Leonardo announced Friday that its Falco Xplorer S/N0001 had successfully landed back at Trapani Air Force base on January 15 following a 60-minute flight over the Gulf of Trapani.
The drone, unveiled to the public at the Paris Air Show last year, is the third variation in the Falco family and is designed to provide multi-sensor surveillance support to military and civil customers to assist in “governmental missions such as border patrolling, coastal watch, illegal immigration prevention, law enforcement, critical infrastructures surveillance” and more, Leonardo noted in its brochure for the Falco Xplorer.

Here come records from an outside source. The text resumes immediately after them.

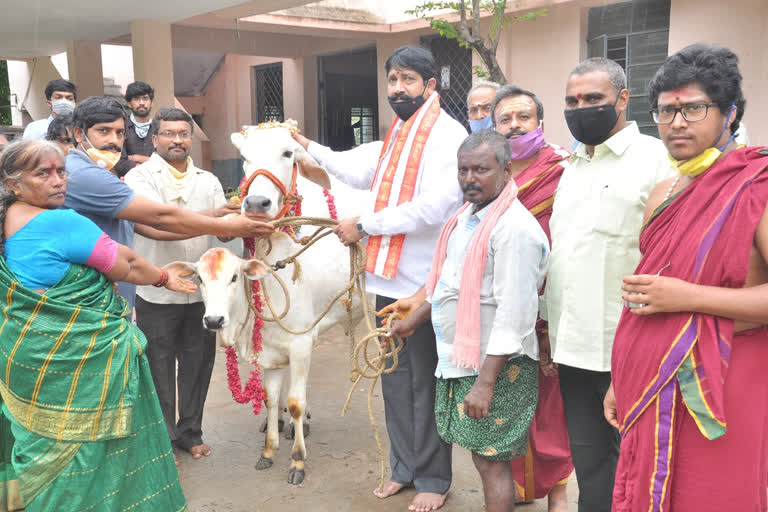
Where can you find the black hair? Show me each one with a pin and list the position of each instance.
(95, 110)
(60, 126)
(173, 114)
(413, 57)
(136, 89)
(714, 68)
(496, 141)
(60, 85)
(510, 91)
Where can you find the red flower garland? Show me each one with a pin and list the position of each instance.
(254, 390)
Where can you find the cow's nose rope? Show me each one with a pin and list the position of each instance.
(363, 365)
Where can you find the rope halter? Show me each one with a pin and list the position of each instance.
(290, 196)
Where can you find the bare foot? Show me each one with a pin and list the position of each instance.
(426, 501)
(390, 489)
(558, 500)
(200, 450)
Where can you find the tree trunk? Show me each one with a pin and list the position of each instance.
(491, 64)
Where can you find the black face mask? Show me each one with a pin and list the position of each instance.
(591, 125)
(405, 106)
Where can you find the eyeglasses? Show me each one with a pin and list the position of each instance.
(691, 113)
(173, 135)
(485, 109)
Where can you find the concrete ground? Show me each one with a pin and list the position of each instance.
(342, 464)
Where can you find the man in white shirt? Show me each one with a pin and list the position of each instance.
(173, 321)
(595, 225)
(60, 95)
(412, 177)
(486, 398)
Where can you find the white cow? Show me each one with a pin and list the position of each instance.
(324, 272)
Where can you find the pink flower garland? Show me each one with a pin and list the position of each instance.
(254, 390)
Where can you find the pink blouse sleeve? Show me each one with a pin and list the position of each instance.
(104, 254)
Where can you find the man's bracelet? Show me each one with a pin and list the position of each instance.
(163, 279)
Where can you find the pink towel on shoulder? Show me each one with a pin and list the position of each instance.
(466, 344)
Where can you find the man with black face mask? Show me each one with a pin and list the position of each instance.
(596, 220)
(412, 177)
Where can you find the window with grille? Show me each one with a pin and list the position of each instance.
(454, 68)
(364, 124)
(268, 85)
(635, 35)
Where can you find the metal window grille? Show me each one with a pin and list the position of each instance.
(636, 36)
(458, 61)
(268, 84)
(364, 124)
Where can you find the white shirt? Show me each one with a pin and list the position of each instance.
(436, 197)
(199, 191)
(595, 226)
(518, 255)
(37, 130)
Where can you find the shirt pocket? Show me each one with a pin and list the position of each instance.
(619, 211)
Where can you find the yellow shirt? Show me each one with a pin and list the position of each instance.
(595, 227)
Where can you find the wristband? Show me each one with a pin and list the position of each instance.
(163, 279)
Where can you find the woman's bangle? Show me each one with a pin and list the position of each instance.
(163, 279)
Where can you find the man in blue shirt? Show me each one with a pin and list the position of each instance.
(95, 192)
(60, 95)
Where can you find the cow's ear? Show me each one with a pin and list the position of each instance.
(254, 269)
(310, 169)
(185, 268)
(237, 139)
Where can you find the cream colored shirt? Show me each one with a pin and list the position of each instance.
(199, 191)
(596, 220)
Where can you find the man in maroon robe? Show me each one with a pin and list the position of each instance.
(690, 393)
(537, 167)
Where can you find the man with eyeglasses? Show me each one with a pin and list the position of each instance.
(596, 218)
(479, 100)
(690, 391)
(94, 190)
(139, 127)
(174, 323)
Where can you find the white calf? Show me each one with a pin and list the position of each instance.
(324, 272)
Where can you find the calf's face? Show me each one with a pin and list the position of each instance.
(222, 286)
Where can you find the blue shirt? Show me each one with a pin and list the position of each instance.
(38, 129)
(41, 252)
(98, 194)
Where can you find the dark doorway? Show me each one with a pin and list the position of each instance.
(348, 103)
(454, 74)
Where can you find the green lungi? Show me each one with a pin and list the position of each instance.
(81, 427)
(503, 435)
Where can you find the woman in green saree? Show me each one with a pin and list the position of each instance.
(80, 425)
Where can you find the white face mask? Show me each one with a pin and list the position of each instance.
(62, 107)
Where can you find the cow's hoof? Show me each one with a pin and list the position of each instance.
(280, 426)
(290, 433)
(295, 476)
(264, 463)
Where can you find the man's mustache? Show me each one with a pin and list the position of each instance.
(400, 96)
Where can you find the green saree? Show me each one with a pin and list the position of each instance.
(80, 427)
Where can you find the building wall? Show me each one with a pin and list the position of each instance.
(742, 26)
(27, 80)
(538, 55)
(229, 104)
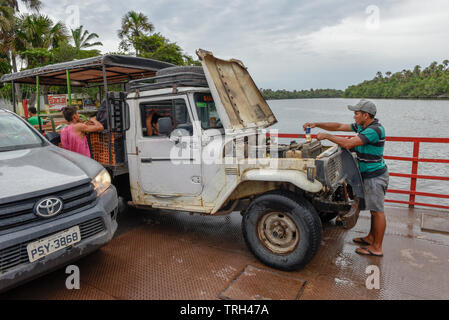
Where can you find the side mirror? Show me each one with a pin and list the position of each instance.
(53, 137)
(165, 125)
(177, 134)
(118, 112)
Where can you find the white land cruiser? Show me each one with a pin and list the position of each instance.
(196, 142)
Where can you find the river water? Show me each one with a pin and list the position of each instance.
(401, 118)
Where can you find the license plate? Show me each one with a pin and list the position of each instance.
(43, 247)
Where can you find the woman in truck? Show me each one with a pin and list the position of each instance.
(73, 137)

According to the defense company, the drone will now be put to the test in a series of flight campaigns to gauge the performability of its “state of the art” Remotely-Piloted Air System’s (RPAS) purported 24-hour endurance, payload threshold of up to 350 kilograms and maximum takeoff weight of around 1,180 kilograms.
“These campaigns will also certify the Falco Xplorer against NATO’s airworthiness STANAG 4671, dramatically expanding the territory over which it can operate,” Leonardo said in its January 17 release, referring to a NATO Standardized Agreement on unmanned aerial vehicles.
“It features a powerful sensor suite, which includes the Company’s Gabbiano T-80 multi-mode
surveillance radar, its SAGE electronic intelligence system, an automatic identification system for maritime missions and an Electro-Optical (EO) turret,” the defense company said.
The aircraft is also capable of being equipped with a hyperspectral sensor, which allows the Falco Xplorer to monitor matters related to agricultural development and pollution.
Previous Falco models, including the Falco and Falco EVO - which boasts an endurance of over 20 hours and has a maximum payload of around 100 kilograms - have been used by the United Nations and Frontex, the European border and coast guard agency.
According to a July 2019 press release from Leonardo, the Falco EVO assisted in an operation which identified the transfer of some 81 “illegal migrants” from a mothership to a smaller boat in the Mediterranean Sea on June 20, 2019. The Falco EVO, along with other assets of the Frontex Maritime Aerial Surveillance project, kept watch over the vessel until it was ultimately seized by Italian authorities.
Leonardo highlighted that its latest Falco model is not subject to restrictions related to the International Traffic in Arms Regulations, meets Missile Technology Control Regime (MTCR) class II requirements and is therefore “readily exportable around the world.”